For both Human IL17A ELISA Kit and Human IL17A High Sensitivity ELISA Kit, absorbance of the plate was read on the Synergy H1 Hybrid Reader (Biotek, Winooski, VT, USA) using 450 nm as the primary wave length. Standard curve was generated from the readings of the diluted standards. Sample concentrations were calculated based on their absorbance comparing to the standard curve. All of the samples were tested twice and the results were averaged concentrations.

Real-time quantitative PCR (qPCR)

qPCR was performed as described previously56. Briefly, total RNA was extracted from BALF cells using TRIzol reagent (Invitrogen, Carlsbad, CA, USA). Extracted RNA was reverse-transcribed using the Prime Script RT Reagent Kit (TAKARA, Kyoto, Japan). cDNA was amplified using the Fast Start Universal SYBR Green Master (Roche Diagnostics GmbH, Mannheim, Germany) and analyzed with quantitative PCR using specific primers (synthesized by Sangon Biotech, Shanghai, China) on the Applied Biosystems Step one plus instrument (Step one software 2.2). Each sample was tested twice; every Ct value was the average of the results from two wells. Glyceraldehyde-3-phosphate dehydrogenase (GAPDH) was selected as the reference gene. The method of 2−ΔΔCT was used to analyze the real-time PCR data expressed as the fold-change relative to the average value of the GAPDH57,58.

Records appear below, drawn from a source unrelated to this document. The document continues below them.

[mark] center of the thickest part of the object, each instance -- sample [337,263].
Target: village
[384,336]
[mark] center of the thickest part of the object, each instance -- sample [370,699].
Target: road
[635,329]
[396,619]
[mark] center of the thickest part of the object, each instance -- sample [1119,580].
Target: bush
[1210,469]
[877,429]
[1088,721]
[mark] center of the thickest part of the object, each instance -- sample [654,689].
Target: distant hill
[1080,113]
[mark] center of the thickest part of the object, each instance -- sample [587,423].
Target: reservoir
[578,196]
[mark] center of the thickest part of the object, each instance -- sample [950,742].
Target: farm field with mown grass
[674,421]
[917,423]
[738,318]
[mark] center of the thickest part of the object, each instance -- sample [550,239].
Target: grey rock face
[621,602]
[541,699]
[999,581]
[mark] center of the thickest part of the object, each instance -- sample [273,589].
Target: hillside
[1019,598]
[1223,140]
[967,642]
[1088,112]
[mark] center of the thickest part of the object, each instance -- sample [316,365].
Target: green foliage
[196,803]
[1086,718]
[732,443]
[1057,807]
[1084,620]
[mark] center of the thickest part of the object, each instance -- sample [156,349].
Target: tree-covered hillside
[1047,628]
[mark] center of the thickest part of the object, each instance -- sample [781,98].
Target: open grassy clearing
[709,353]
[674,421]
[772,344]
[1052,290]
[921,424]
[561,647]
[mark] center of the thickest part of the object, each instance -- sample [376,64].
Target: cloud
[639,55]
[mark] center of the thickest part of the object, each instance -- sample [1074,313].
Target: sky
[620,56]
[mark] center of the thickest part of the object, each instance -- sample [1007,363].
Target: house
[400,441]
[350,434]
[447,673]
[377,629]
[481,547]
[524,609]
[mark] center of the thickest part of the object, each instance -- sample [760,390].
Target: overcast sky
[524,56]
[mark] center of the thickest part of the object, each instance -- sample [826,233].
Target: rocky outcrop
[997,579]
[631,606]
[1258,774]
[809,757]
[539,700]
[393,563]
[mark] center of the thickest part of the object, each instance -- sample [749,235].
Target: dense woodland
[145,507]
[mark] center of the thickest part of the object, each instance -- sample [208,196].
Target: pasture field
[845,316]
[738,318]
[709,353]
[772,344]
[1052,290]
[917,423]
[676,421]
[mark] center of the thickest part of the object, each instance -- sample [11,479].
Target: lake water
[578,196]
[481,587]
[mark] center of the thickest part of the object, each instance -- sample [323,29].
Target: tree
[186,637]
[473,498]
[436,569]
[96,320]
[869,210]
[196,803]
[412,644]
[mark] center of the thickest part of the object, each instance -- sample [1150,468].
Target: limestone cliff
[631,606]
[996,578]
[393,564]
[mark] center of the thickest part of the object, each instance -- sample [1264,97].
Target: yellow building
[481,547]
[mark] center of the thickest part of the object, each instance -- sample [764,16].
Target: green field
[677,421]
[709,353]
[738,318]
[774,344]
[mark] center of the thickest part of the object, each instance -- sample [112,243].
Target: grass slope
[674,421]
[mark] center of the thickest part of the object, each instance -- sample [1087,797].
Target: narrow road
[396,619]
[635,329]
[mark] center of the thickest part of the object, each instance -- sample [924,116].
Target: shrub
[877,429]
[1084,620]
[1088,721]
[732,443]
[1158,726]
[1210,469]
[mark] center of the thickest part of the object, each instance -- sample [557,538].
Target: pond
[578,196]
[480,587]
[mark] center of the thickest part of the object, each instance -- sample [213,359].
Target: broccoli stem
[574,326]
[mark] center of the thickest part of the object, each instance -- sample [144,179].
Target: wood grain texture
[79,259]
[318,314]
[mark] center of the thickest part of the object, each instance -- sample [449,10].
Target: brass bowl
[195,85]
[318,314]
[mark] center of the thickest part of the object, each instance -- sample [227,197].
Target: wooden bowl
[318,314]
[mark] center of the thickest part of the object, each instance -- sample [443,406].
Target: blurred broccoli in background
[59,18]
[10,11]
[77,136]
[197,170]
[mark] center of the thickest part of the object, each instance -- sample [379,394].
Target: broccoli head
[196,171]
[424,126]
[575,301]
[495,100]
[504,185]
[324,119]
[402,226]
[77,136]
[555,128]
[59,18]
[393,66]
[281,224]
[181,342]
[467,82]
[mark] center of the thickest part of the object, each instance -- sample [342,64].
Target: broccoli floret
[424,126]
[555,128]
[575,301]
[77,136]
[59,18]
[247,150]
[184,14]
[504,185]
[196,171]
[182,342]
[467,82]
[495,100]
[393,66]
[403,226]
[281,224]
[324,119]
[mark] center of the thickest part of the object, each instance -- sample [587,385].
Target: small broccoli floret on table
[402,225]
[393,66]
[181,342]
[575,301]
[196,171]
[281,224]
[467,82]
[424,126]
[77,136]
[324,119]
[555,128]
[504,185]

Ethics approval and consent to participate

Ethical approval for the study was received from the Institutional Medical Ethics Review Board of the First Hospital of Jilin University (reference number: 2015-238) in compliance with the Declaration of Helsinki. Ethical approval for the validation cohort was received from the Institutional Medical Ethics Review Board of Changchun Children’s Hospital (reference number: 2016-010) in compliance with the Declaration of Helsinki. Care givers of all children provided written informed consents.

Statistical Analysis

Statistical analyses were performed using Graphpad 5.0 or SPSS software (version 22.0). Chi-squared tests were used to compare categorical data. The comparisons were carried out with the Mann-Whitney U test. Receiver operating characteristic (ROC) analysis was conducted to examine the diagnostic ability of candidate cytokines for predicting the severity of MPP. The Positive predictive value and Negative predictive value were calculated with MedCalc 15.1. The nonparametric Spearman rank correlation test was applied for the correlation studies. Statistical significance was defined as p < 0.05. For the reanalyzed data sets, the related p values have been adjusted by Benjamini-Hochberg procedure (BH)59 using a statistical analysis software (R programming language 3.1.1). After adjustment, adjusted p value has been expressed as padj, statistical significance had been defined as padj < 0.05.

Availability of data and material

The datasets used and/or analyzed during the current study are available from the corresponding author on reasonable request.